When 23.6 of calcium chloirde CaCl2 was dissolved in water in a calorimeter, the temperature rose from 25.0 degrees C to 21.56 degrees C. If the heat capacity of the solution and the calorimeter is 1071 J/ degrees C, what is the enthalpy change when 1 mol of sodium nitrate dissolves in water? The solution process is
NaNO3 + Na + NO3
Delta H = ?
sorry it is supposed to say
When 23.6 of calcium chloirde CaCl2 was dissolved in water in a calorimeter, the temperature rose from 25.0 degrees C to 38.7 degrees C. If the heat capacity of the solution and the calorimeter is 1258 J/ degrees C, what is the enthalpy change when 1 mol of sodium nitrate dissolves in water? The solution process is
CaCl2 ----> Ca2+ + 2Cl
Delta H=?
Sorry I read the wrong question my fault I appoligize
I can GUESS that the 23.6 is GRAMS and not mols. I can also GUESS that the next to last sentence should read "when 1 mol calcium chloride dissolves in water?" If my guesses are correct, then
q = heat evolved on solution = Cp x delta T.
q = 1258 J/oC x delta T for 23.6 g CaCl2.
Therefore, you know q (delta H) for 23.6 g CaCl2. You want to know the q for 1 mol CaCl2 or 111 g CaCl2. A proportion. You need to obtain the exact molar mass of CaCl2 since I used round numbers. I just estimated it.
To determine the enthalpy change when 1 mole of sodium nitrate (NaNO3) dissolves in water, you can use the concept of Hess's Law and the enthalpy of formation values for the given compounds involved.
Hess's Law states that the overall enthalpy change of a reaction is independent of the pathway taken, as long as the initial and final conditions are the same.
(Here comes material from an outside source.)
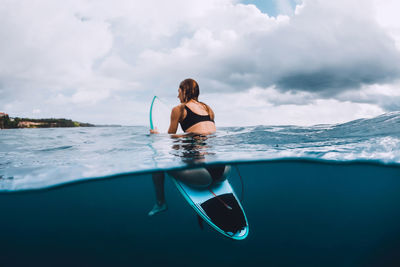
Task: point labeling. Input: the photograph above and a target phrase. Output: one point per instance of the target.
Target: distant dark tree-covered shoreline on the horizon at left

In this case, we can break down the process of dissolving sodium nitrate into individual steps involving the formation of the corresponding ions.
The given equation for the solution process is:
NaNO3 + Na + NO3
To calculate the enthalpy change, you need the following information:
1. The enthalpy of formation values for NaNO3, Na, and NO3.
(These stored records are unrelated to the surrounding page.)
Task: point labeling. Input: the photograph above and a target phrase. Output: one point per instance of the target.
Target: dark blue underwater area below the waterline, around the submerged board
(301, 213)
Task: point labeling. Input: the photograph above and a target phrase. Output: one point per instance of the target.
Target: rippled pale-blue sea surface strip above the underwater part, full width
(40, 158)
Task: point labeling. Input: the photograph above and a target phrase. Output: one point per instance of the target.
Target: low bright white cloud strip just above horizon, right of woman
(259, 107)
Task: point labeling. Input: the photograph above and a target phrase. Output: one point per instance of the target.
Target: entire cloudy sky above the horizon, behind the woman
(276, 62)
2. The enthalpy change for the dissolution of Na+ and NO3- ions.
First, let's calculate the heat change for dissolving calcium chloride (CaCl2) in water using the information given:
Mass of CaCl2 = 23.6 g
Heat capacity of the solution and calorimeter = 1071 J/°C
Temperature change (ΔT) = 25.0°C - 21.56°C = 3.44°C
Using the formula:
q = m * c * ΔT
where q is the heat change, m is the mass, c is the specific heat capacity, and ΔT is the temperature change, we can calculate the heat change for the dissolution of CaCl2.
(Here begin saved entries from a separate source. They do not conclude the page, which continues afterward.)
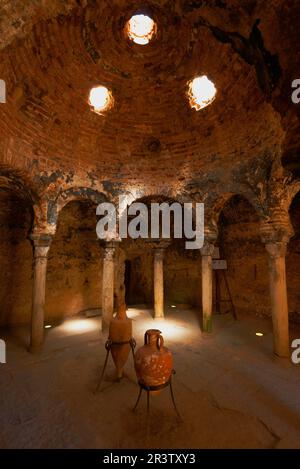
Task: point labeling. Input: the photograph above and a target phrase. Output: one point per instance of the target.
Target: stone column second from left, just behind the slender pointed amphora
(108, 285)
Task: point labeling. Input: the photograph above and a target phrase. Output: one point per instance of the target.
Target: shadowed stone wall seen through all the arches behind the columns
(75, 264)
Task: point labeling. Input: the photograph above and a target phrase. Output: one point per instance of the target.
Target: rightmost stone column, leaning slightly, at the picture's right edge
(279, 302)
q = 23.6 g * 1071 J/°C * 3.44°C = 856.71 J
Next, we will use this value to calculate the enthalpy change for dissolving 1 mole of NaNO3.
Since CaCl2 contains two chloride ions (Cl-), and the enthalpy change is for 23.6 g (which is approximately the molar mass of CaCl2), we can calculate the enthalpy change per mole of chloride ions:
ΔH/(2 moles of Cl-) = 856.71 J
To calculate the enthalpy change when 1 mole of NaNO3 dissolves, we need to determine the enthalpy change for 1 mole of chloride ions.
ΔH/(1 mole of Cl-) = (ΔH/(2 moles of Cl-)) * (1 mole of Cl-) / (2 moles of Cl-)
ΔH/(1 mole of Cl-) = 428.35 J
Now that we have the enthalpy change per mole of chloride ions, we can determine the enthalpy change per mole of NaNO3. Since NaNO3 contains one nitrate ion (NO3-), the enthalpy change for the dissolution of NaNO3 is the same as the enthalpy change for the dissolution of one chloride ion.
ΔH/(1 mole of NO3-) = ΔH/(1 mole of Cl-) = 428.35 J
Therefore, the enthalpy change when 1 mole of sodium nitrate dissolves in water is 428.35 J.